Demir menggeleng. Onya menarik tangannya.
"Mau kemana?"
"Sarapanlah."
"Enggak mau gue." Tolak Demir halus.
"Kenapa?"
"Jadi pertanyaan atuh. Masa gue enggak turun sama Dee? Biarkan para keluarga mengeluarkan argumennya sendiri karena kami enggak turun."
"Mereka tahu Dee datang bulan. Jadi lo enggak bisa malam pertama." Onya mentertawai abangnya.
"Bahagia liat gue menderita?"
"Bahagia banget liat lo jijit jari enggak bisa malam pertama. Itu bukan malam pertama namanya bang. Malam kedelapan nanti." Onya memegangi perutnya tak kuasa menahan tawa.
"Asem banget lo." Demir mengacak-acak rambut Onya hingga berantakan. Biar pun mereka kayak Tom and Jerry namun Demir sangat menyayangi Onya melebihi apa pun.

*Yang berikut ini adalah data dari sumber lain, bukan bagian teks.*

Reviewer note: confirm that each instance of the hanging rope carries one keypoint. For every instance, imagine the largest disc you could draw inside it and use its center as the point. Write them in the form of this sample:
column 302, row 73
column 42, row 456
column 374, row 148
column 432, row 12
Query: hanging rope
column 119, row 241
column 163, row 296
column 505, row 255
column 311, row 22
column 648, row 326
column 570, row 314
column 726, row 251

Demir merangkul sang adik. Meletakkan tangan ke bahu Onya namun ditepisnya.
"Kenapa?"
"Lo belum mandi. Ketek lo bau." Onya menutup hidungnya.
"Enggak ada akhlak lo jadi adik."
"Sejak kapan gue ada akhlak sama lo bang?"
"Gue lupa."
"Apakah lo bahagia bang?" Onya dalam mode serius memegang tangan kakaknya.
"Kok lo tanya kayak gitu?"
"Selama ini lo sangat dingin dan skeptis dengan cewek. Bertemu kak Dee lo baru sehangat dan enggak sekaku dulu bang. Gue turut berbahagia atas pernikahan lo." Onya mulai menangis terharu.
"Kok lo nangis?"Perasaan Demir ikut tercabik melihat tangisan adiknya.
"Gue nangis bahagia bang. Akhirnya lo nikah juga. Semoga setelah nikah enggak kaku kayak dulu lagi dan banyakin senyum. Kak Uty udah bahagia dengan pernikahannya semoga lo lebih bahagia bang. Dosen gaek kayak lo dapet mahasiswi muda dan bening."
Demir memeluk Onya merasa terharu dengan ucapan adiknya.
"Makasih adik gue yang cantik dan satu-satunya. Sebenarnya lo doain gue apa menghina gue?"
"Kok lo bilang gue menghina?"
"Kenapa lo bilang gue dosen gaek?"
"Emang lo udah tua bukan? Umur sekarang 32 tahun bentar lagi ulang tahun ke 33. Teman lo udah pada nikah dan punya anak. Lo belum."
"Kan lo mulai kampret lagi." Demir menunjuk sang adik.
"Bukan gue namanya jika enggak bisa bikin lo marah bang." Onya tergelak tawa.
Ketika mereka asik berbincang-bincang mereka berpapasan dengan Nona dan Vira.
"Kalian kok jalan bareng?" Vira kaget melihat keduanya.
"Dee mana?" Nona menimpali.
"Dee ada di kamar mami. Abang ajak Onya jogging. Berhubung kak Dee lagi datang bulan dan meringkuk dalam selimut makanya Onya yang temani."
"Aduh Demir enggak setia kawin banget sih. Harusnya istri lagi enggak enak badan ditemani bukan ditinggalin jogging." Nona memberikan ceramah panjang lebar.
Gini kalo ketemu mami nyerocos aja trus kayak jalan tol. Enggak berhenti kalo ngomong! Gerutu Demir sebal.